Tiana Nobile is a poet based in New Orleans, Louisiana where she works at an arts education nonprofit called KID smART. She is a Korean American adoptee. Her debut collection of poetry, Cleave, was published by Hub City Press in the spring of 2021.

== Education and career ==
Nobile received her BA from Sarah Lawrence College, her MAT in elementary and special education from the University of New Orleans, and her MFA in Poetry from Warren Wilson College.

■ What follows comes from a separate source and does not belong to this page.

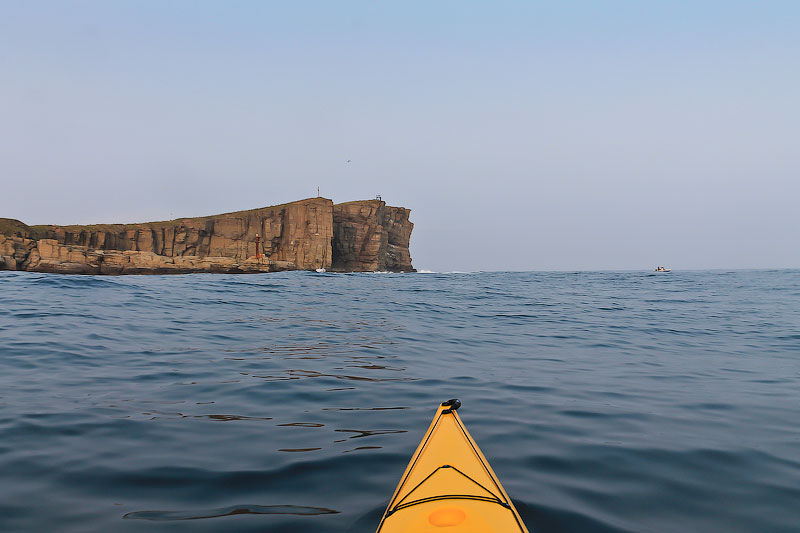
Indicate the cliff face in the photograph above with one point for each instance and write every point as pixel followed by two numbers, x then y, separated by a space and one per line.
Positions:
pixel 294 236
pixel 371 236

She is the author of the chapbook The Spirit of the Staircase, which was published in 2017 by Antenna, a New Orleans–based organization. Nobile collaborated with writer and interdisciplinary artist, Brigid Conroy, whose artwork appears throughout the chapbook. In an interview with Hyphen, Nobile said the title of her chapbook comes from the French phrase, l’esprit de l’escalier, which “refers to the feeling you get when someone says something to you and you think of the perfect response or comeback 20 minutes later as you’re walking away down the stairs."

Nobile is a recipient of a 2017 Rona Jaffe Foundation Writers' Award and the Lucy Grealy Prize for Poetry from Sarah Lawrence College. She was a finalist for the National Poetry Series and the Kundiman Poetry Prize. A Kundiman Fellow, Nobile has been nominated for a Pushcart Prize.